Data from: Projections of shoreline change for California due to 21st century sea-level rise

Related Article
Explore at:
Dataset updated
Oct 21, 2024
Dataset provided by
United States Geological Surveyhttp://www.usgs.gov/
Area covered
California
Description

This dataset contains projections of shoreline change and uncertainty bands across California for future scenarios of sea-level rise (SLR). Projections were made using the Coastal Storm Modeling System - Coastal One-line Assimilated Simulation Tool (CoSMoS-COAST), a numerical model run in an ensemble forced with global-to-local nested wave models and assimilated with satellite-derived shoreline (SDS) observations across the state.
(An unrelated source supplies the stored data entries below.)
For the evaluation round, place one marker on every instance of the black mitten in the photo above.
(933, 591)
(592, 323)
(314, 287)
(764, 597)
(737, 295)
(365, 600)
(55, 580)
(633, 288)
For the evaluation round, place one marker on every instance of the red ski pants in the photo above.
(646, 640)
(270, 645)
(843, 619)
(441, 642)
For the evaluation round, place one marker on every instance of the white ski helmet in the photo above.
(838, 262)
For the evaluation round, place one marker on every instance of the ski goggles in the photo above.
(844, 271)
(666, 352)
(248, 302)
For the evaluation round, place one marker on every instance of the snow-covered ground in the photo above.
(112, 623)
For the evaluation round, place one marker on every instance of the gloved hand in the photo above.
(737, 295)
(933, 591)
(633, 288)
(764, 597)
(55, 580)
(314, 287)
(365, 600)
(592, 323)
Scenarios include 25, 50, 75, 100, 125, 150, 175, 200, 250, 300 and 500 centimeters (cm) of SLR by the year 2100. Output for SLR of 0 cm is also included, reflective of conditions in 2000. This model shows change in shoreline positions along pre-determined cross-shore transects, considering sea level, wave conditions, along-shore/cross-shore sediment transport, long-term trends due to sediment supply, and estimated variability due to unresolved processes (as described in Vitousek and others, 2021). Variability associated with complex coastal processes (for example, beach cusps/undulations and shore-attached sandbars) are included via a noise parameter in a model, which is tuned using observations of shoreline change at each transect and run in an ensemble of 200 simulations; this approach allows for a representation of statistical variability in a model that is assimilated with sequences of noisy observations. The model synthesizes and improves upon numerous, well-established shoreline models in the scientific literature; processes and methods are described in this metadata (see lineage and process steps), but also described in more detail in Vitousek and others 2017, 2021, and 2023. Output includes different cases covering important model behaviors (cases are described in process steps of this metadata). KMZ data are readily viewable in Google Earth. For best display of results, it is recommended to turn off any 3D features or terrain. For technical users and researchers, shapefile and KMZ data can be ingested into geographic information system (GIS) software such as Global Mapper or QGIS.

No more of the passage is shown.